Explosive Substances Act 1883
- Parliament of the United Kingdom
- Long title: An Act to amend the Law relating to Explosive Substances.
- Citation: 46 & 47 Vict. c. 3
- Territorial extent: United Kingdom

Dates
- Royal assent: 10 April 1883
- Commencement: 10 April 1883

Other legislation
- Amended by: Criminal Law Act 1967; Civil Evidence Act 1968; Sheriff Courts (Scotland) Act 1971; Criminal Jurisdiction Act 1975; Criminal Law Act 1977; Criminal Law (Amendment) (Northern Ireland) Order 1977; Administration of Justice Act 1982; Police and Criminal Evidence Act 1984; Statute Law (Repeals) Act 1989; Merchant Shipping Act 1995; Law Officers Act 1997; Access to Justice Act 1999; Courts Act 2003; Criminal Justice Act 2003; Civil Partnership Act 2004; Terrorism Act 2006; Criminal Justice and Courts Act 2015; Justice Act (Northern Ireland) 2015;
- Relates to: Merchant Shipping Act 1873; Explosives Act 1875;

Status: Amended

Text of statute as originally enacted

Revised text of statute as amended

Text of the Explosive Substances Act 1883 as in force today (including any amendments) within the United Kingdom, from legislation.gov.uk.

= Explosive Substances Act 1883 =

Act of the Parliament of the United Kingdom

The Explosive Substances Act 1883 (46 & 47 Vict. c. 3) is an act of the Parliament of the United Kingdom.

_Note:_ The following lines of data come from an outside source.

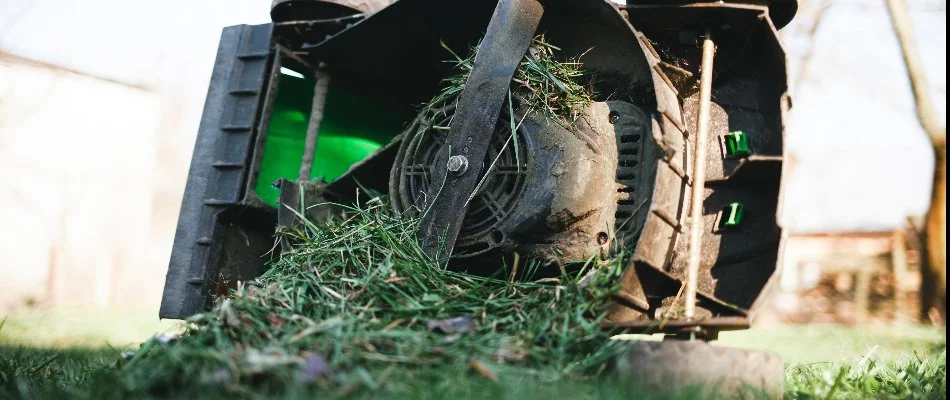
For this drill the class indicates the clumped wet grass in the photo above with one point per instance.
(357, 306)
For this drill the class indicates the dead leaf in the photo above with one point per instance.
(314, 367)
(483, 370)
(275, 321)
(452, 325)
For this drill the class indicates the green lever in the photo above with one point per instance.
(737, 144)
(733, 214)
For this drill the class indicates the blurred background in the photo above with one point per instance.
(100, 102)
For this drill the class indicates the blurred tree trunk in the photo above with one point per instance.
(934, 260)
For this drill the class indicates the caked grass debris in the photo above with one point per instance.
(356, 303)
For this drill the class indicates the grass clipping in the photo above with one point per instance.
(358, 303)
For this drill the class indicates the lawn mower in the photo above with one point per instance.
(675, 157)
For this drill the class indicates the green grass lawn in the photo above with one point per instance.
(57, 353)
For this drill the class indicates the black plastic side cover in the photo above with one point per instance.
(218, 165)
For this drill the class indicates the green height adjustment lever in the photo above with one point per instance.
(737, 144)
(732, 215)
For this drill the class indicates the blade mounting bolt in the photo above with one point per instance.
(457, 165)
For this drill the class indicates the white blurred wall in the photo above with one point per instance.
(99, 106)
(100, 102)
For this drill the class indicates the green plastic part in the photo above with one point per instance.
(737, 144)
(732, 215)
(351, 130)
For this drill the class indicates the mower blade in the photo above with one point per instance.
(506, 41)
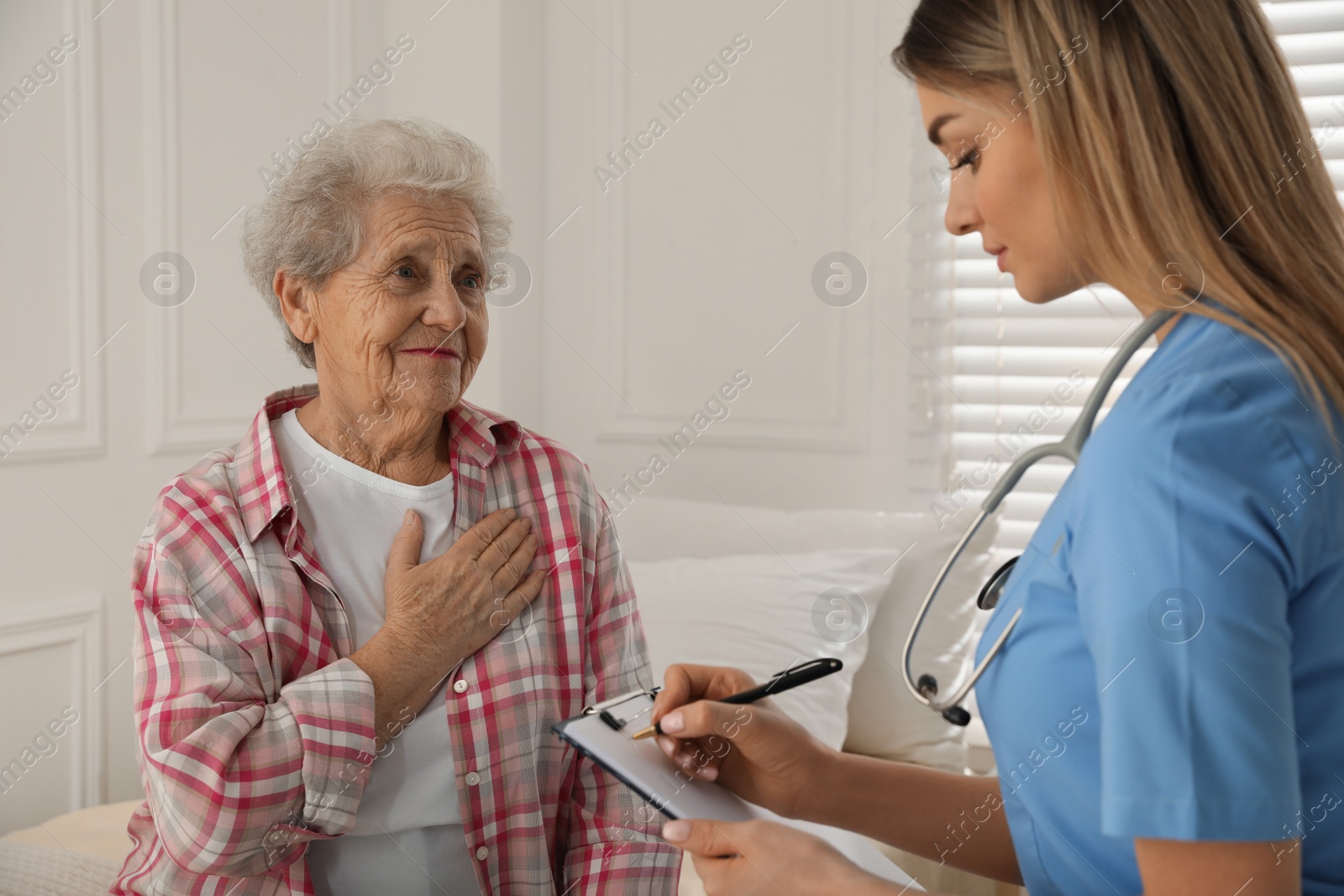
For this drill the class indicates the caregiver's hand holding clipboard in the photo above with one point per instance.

It makes it illegal to use (or conspire or intend to use) any explosive substance to cause an explosion likely to endanger life or cause serious injury to property, whether or not any explosion actually takes place. A person guilty of an offence under this law is liable to life imprisonment.

Under the act, it is also an offence, subject to imprisonment for life, to possess explosives under suspicious circumstances.

Anyone who helps someone to commit a crime under this law by providing money, materials, premises, or any other assistance is tried and punished as severely as the person who actually uses the explosives.

The act applies to people within the territorial extent of the United Kingdom as well as to citizens of the United Kingdom acting within the Republic of Ireland.

Witnesses who are called during the official investigation or the trial can be arrested to prevent them from absconding and do not have the right of silence to protect themselves from self-incrimination. On the other hand, self-incriminating evidence from a witness cannot be used in a different criminal or civil proceeding.

== Application ==
Any instance of terrorism involving any kind of bomb is necessarily a crime under the act (as well as being a crime under the law against attempted murder). In fact, for many decades the Explosive Substances Act was the basis for the prosecution of terrorist cases, such as S-Plan in 1939, the Birmingham Six in 1975, Tony Lecomber in 1985, and the Talbot Street bomb-making haul in 2006.

Since 2000, there has been a series of special terrorism laws which appear to supersede the Explosive Substances Act in that they can also be used to investigate and prosecute those who misuse explosives to endanger life and property for illegitimate purposes (usually to further their own political causes).

The terrorism acts have been applied in the cases such as the 2004 Financial buildings plot and 2006 transatlantic aircraft plot in which the intent to misuse explosives is alleged. However, since no actual explosive substances have been found, the Explosive Substances Act cannot be made to apply.

A recent use of the act was against Iraqi doctor Bilal Abdullah, who became the first person charged over the London and Glasgow car bomb attacks in 2007. Abdullah, who was arrested after a flaming Jeep was driven into the doors of the arrivals hall at Glasgow Airport. The 27-year-old, who was working as a doctor at the Royal Alexandra Hospital in Paisley, Scotland, before his arrest, was charged with conspiring to cause explosions under the Explosive Substances Act. The charge alleges he "unlawfully and maliciously conspired with others to cause explosions of a nature likely to endanger life or cause serious injury to property in the United Kingdom".

In April 2015, Faris al-Khori, a former Syrian doctor, was jailed for 40 months under the Explosives Substances Act for possessing explosive ingredients and bomb-making instructions in properties in Edinburgh.

== Subsequent developments ==
Section 7(4) of the act was repealed by section 1(1) of, and group 5 of part I of schedule 1 to, the Statute Law (Repeals) Act 1989, which came into force on 16 November 1989.